What'ss the problem?
You sort the collection based on the names, and you get your collection sorted in name order.
What did you expect?

ps: Your two "override" comments are wrong - those methods override nothing (which is why you haven't been able to annotate them)

commented: Doh! Yes, I'm ordering them by name and not by value - sorry I was evidently very tired when I posted this. +7

ANd yes, those two overriden methods are not doing anything, it was just something else I was trying intead of doing the way I did it in the end - which I didn't really like it anyway.

Yes.

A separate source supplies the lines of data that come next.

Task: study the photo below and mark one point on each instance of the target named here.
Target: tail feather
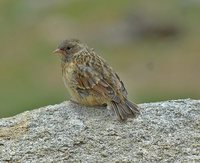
(125, 110)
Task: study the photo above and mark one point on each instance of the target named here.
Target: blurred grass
(153, 69)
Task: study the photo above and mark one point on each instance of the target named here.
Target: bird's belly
(84, 99)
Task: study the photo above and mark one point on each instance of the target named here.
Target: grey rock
(167, 131)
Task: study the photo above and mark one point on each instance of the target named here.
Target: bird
(91, 81)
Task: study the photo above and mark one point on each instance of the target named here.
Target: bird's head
(68, 48)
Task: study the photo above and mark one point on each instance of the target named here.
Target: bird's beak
(58, 51)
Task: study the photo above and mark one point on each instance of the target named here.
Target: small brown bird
(91, 81)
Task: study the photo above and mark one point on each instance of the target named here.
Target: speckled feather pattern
(91, 81)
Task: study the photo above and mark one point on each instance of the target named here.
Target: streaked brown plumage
(91, 81)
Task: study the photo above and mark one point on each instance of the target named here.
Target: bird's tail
(125, 110)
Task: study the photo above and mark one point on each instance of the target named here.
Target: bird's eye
(68, 48)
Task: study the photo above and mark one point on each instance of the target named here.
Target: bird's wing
(99, 79)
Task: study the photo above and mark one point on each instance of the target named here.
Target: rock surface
(166, 131)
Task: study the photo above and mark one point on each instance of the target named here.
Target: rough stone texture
(166, 131)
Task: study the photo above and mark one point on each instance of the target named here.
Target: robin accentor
(91, 81)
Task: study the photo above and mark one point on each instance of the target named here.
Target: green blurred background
(153, 45)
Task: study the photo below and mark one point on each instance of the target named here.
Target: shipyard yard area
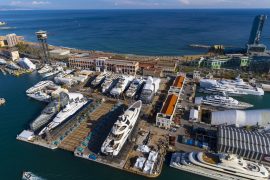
(84, 132)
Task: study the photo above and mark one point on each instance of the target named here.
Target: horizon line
(208, 8)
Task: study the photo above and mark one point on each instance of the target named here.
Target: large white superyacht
(77, 101)
(50, 110)
(39, 86)
(219, 166)
(109, 83)
(222, 101)
(134, 87)
(121, 130)
(121, 85)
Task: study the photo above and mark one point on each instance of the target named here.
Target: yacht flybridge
(222, 101)
(75, 103)
(121, 130)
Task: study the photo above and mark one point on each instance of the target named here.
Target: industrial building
(10, 40)
(251, 145)
(164, 119)
(104, 63)
(240, 118)
(228, 61)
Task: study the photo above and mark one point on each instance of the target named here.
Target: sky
(131, 4)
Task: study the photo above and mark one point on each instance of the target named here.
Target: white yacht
(46, 68)
(40, 96)
(222, 101)
(121, 130)
(39, 86)
(76, 102)
(134, 87)
(98, 80)
(109, 83)
(121, 85)
(51, 110)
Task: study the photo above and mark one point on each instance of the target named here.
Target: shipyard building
(164, 119)
(251, 145)
(104, 63)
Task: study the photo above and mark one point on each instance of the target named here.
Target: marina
(130, 112)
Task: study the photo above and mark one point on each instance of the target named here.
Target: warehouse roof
(169, 104)
(241, 118)
(243, 139)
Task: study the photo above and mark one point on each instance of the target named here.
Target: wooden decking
(77, 136)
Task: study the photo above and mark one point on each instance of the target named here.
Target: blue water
(149, 32)
(166, 32)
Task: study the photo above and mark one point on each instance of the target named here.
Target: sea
(147, 32)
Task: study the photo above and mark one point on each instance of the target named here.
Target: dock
(73, 140)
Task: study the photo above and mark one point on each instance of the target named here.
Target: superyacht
(46, 68)
(39, 86)
(121, 130)
(222, 101)
(77, 101)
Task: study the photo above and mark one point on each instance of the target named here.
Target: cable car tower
(42, 38)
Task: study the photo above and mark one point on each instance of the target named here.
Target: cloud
(40, 2)
(185, 2)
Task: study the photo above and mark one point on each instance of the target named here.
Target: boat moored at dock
(121, 130)
(76, 102)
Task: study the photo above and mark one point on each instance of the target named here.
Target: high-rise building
(256, 31)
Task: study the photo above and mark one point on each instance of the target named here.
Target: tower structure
(42, 38)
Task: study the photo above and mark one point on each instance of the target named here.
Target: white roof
(241, 118)
(26, 134)
(140, 162)
(194, 114)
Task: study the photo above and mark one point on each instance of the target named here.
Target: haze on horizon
(131, 4)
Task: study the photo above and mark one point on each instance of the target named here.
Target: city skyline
(132, 4)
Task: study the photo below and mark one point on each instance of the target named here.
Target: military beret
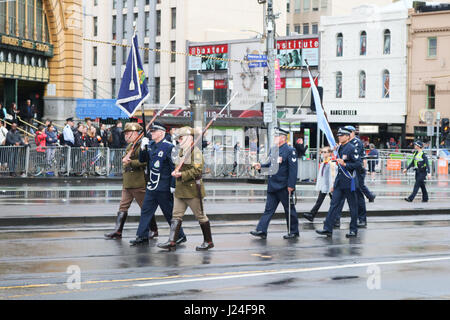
(132, 126)
(185, 131)
(343, 131)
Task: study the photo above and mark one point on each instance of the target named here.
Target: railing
(66, 161)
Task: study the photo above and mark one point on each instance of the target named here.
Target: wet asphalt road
(395, 258)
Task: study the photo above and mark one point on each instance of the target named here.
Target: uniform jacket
(420, 162)
(347, 152)
(286, 176)
(190, 172)
(158, 157)
(133, 174)
(325, 176)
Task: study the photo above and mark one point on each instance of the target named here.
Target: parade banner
(133, 88)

Probabuy the nicest way to do this is to use Comparator.comparing with a Java 8 lambda eg

Collections.sort(employeeCollection, Comparator.comparing(Employee::getName));

(although personally I would be tempted toimport static so the statement becomes

Collections.sort(employeeCollection, comparing(Employee::getName));

(how readable is that!)

those two overriden methods are not doing anything,

My point was not that they were not used, it was that they are not overriding anything.